I have a time serie that represents the X and the Z coordinate in a virtual environment.
X = np.array(df["X"])
Z = np.array(df["Z"])
Both the X and the Z coordinates contain noise from a different source. To filter out the noise I'd like to use a Fourier Transform. After some research I used the code from https://medium.com/swlh/5-tips-for-working-with-time-series-in-python-d889109e676d to denoise my data.
def fft_denoiser(x, n_components, to_real=True):
n = len(x)
# compute the fft
fft = np.fft.fft(x, n)
# compute power spectrum density
# squared magnitud of each fft coefficient
PSD = fft * np.conj(fft) / n
# keep high frequencies
_mask = PSD > n_components
fft = _mask * fft
# inverse fourier transform
clean_data = np.fft.ifft(fft)
if to_real:
clean_data = clean_data.real
return clean_data
After setting the n_components I like to use the cleaned data. Which goes pretty well, as I plotted for the X-coordinate:
Only at the beginning and the end, the cleaned data suddenly move towards each others values... Can somebody help or expain to me what causes this, and how I can overcome this?
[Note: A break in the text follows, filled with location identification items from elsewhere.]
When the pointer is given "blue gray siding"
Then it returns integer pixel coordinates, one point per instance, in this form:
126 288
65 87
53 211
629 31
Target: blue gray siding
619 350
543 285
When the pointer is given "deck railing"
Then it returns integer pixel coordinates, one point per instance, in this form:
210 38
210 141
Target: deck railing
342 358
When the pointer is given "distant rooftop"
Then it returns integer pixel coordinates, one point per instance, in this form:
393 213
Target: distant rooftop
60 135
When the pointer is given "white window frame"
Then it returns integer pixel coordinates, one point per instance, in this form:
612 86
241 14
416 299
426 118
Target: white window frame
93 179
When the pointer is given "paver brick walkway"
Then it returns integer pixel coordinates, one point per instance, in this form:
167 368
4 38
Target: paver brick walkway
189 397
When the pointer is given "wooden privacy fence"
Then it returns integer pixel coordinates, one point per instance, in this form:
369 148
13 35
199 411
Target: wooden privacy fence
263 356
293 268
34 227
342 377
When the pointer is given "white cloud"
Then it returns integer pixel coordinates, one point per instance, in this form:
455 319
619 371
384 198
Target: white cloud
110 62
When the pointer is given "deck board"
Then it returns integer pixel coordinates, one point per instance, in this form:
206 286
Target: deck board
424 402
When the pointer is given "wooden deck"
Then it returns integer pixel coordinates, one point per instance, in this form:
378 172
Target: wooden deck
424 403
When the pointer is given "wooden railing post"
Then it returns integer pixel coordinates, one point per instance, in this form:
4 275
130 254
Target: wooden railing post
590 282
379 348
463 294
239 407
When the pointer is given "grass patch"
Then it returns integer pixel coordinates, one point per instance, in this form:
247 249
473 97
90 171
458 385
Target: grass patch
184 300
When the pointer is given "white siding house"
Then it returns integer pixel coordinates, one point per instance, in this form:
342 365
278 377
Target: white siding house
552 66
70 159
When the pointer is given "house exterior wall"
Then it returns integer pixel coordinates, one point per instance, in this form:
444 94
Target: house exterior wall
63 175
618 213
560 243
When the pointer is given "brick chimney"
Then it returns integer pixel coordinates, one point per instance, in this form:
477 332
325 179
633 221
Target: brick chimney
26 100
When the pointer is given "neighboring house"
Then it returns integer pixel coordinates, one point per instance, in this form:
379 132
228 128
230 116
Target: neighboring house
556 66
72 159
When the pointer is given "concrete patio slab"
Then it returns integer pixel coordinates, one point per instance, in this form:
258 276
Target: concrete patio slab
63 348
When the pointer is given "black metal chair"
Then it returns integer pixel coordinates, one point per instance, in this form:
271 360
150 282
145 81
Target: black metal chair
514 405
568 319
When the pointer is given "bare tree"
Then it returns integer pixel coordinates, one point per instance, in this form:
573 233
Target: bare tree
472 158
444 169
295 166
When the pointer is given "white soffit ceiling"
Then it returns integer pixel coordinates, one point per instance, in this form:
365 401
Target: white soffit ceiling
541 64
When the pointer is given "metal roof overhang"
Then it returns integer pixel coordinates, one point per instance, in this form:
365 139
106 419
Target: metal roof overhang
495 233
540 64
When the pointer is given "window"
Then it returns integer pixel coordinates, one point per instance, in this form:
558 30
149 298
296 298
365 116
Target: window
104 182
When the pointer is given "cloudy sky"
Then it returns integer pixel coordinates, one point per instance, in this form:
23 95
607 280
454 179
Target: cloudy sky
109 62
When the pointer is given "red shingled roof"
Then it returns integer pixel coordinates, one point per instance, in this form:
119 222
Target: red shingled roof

The reason you're having this issue is because the FFT implicitly assumes that the provided input signal is periodic. If you repeat your raw data, you see that at each period there is a large discontinuity (as the signal goes from ~20 back down to ~5). Once some higher frequency components are removed you see the slightly less sharp discontinuity at the edges (a few samples at the start and a few samples at the end).
To avoid this situation, you can do the filtering in the time-domain using a linear FIR filter, which can process the data sequence without the periodicity assumption.
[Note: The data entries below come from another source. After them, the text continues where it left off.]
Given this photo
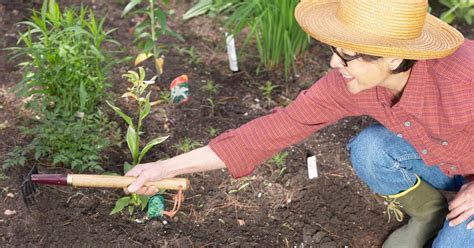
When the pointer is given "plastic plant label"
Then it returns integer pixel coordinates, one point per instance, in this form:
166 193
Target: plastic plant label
180 90
231 52
156 206
312 167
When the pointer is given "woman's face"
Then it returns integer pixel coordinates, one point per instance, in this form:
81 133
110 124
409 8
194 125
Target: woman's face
362 75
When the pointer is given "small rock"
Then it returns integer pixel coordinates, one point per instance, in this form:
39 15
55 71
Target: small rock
318 237
9 212
330 244
85 202
307 235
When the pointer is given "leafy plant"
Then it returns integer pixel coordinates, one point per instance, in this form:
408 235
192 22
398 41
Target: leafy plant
137 92
212 131
67 66
76 143
194 56
267 91
271 24
149 31
458 9
280 161
64 77
186 145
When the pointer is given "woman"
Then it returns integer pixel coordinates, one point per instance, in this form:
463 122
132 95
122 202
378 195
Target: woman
406 69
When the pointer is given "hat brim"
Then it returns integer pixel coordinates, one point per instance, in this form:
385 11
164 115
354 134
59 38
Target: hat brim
318 19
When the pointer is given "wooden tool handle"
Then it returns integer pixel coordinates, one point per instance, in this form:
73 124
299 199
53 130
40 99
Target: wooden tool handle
106 181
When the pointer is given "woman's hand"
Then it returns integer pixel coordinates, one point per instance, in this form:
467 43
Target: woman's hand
145 173
462 206
198 160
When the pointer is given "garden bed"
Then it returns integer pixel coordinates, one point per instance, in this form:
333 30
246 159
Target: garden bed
334 210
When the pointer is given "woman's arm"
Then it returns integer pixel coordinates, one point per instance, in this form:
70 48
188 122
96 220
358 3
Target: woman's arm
198 160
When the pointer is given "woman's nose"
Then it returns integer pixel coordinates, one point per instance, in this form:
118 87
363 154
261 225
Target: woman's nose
335 62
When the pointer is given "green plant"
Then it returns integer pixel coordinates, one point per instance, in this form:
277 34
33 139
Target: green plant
137 92
267 91
458 9
67 66
186 145
76 143
212 131
211 88
271 24
280 161
149 31
64 77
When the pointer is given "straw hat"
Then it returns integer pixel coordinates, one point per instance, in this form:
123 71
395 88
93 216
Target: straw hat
387 28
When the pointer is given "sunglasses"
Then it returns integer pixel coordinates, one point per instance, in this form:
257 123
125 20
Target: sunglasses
344 59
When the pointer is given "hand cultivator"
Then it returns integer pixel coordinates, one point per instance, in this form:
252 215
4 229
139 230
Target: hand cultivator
29 187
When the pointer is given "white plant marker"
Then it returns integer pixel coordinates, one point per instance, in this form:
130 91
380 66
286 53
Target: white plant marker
231 54
312 167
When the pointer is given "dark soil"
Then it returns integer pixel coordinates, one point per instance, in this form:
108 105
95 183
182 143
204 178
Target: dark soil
334 210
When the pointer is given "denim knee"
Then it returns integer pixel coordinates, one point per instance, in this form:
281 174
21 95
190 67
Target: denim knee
365 150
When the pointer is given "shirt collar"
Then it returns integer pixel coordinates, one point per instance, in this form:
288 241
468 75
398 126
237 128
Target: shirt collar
412 99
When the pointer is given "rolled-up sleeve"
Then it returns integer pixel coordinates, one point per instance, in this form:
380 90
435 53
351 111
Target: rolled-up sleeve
246 147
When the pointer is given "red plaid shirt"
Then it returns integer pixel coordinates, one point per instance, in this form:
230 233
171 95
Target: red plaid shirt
435 114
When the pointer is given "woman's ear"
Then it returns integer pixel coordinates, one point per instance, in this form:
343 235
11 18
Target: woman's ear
393 63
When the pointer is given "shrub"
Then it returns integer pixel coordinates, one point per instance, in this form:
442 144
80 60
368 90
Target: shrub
458 9
272 25
64 78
For the purpose of this answer I constructed a synthetic test signal (which you can use to recreate the same conditions), but you can obviously use your own data instead:
# Generate synthetic signal for testing purposes
fs = 1 # Hz
f0 = 0.002/fs
f1 = 0.01/fs
dt = 1/fs
t = np.arange(200, 901)*dt
m = (25-5)/(t[-1]-t[0])
phi = 4.2
x = 5 + m*(t-t[0]) + 2*np.sin(2*np.pi*f0*t) + 1*np.sin(2*np.pi*f1*t+phi) + 0.2*np.random.randn(len(t))
Now to design the filter we can take the inverse transform of the _mask
(instead of applying the mask):
import numpy as np
# Design denoising filter
def freq_sampling_filter(x, threshold):
n = len(x)
# compute the fft
fft = np.fft.fft(x, n)
# compute power spectrum density
# squared magnitud of each fft coefficient
PSD = fft * np.conj(fft) / n
# keep frequencies with large contributions
_mask = PSD > threshold
_coff = np.fft.fftshift(np.real(np.fft.ifft(_mask)))
return _coff
coff = freq_sampling_filter(x, threshold)
The threshold
is a tunable parameter which would be chosen to keep enough of the frequency components you'd like to keep and get rid of the unwanted frequency components. That is of course highly subjective.
Then we can simply apply the filter with scipy.signal.filtfilt
:
from scipy.signal import filtfilt
# apply the denoising filter
cleaned = filtfilt(coff, 1, x, padlen=len(x)-1, padtype='constant')
For the purpose of illustration, using a threshold
of 10 with the above generated synthetic signal yields the following raw data (variable x
) and cleaned data (variable cleaned
):
The choice of padtype
to 'constant'
ensures that the filtered values start and end at the start and end values of the unfiltered data.
Alternative
As was posted in comments, filtfilt
may be expensive for longer data sets.
As an alternative, the filtering can be performed using FFT-based convolution by using scipy.fftconvolve
. Note that in this case, there is no equivalent of the padtype
argument of filtfilt
, so we need to manually pad the signal to avoid edge effects at the start and end.
n = len(x)
# Manually pad signal to avoid edge effects
x_padded = np.concatenate((x[0]*np.ones(n-1), x, x[-1]*np.ones((n-1)//2)))
# Filter using FFT-based convolution
cleaned = fftconvolve(x_padded, coff, mode='same')
# Extract result (remove data from padding)
cleaned = cleaned[2*(n-1)//2:-n//2+1]
For reference, here are some benchmark comparisons (timings in seconds, so smaller is better) for the above signal of length 700:
filtfilt : 0.3831593
fftconvolve : 0.00028040000000029153
Note that relative performance would vary, but FFT-based convolution is expected to perform comparatively better as the signal gets longer.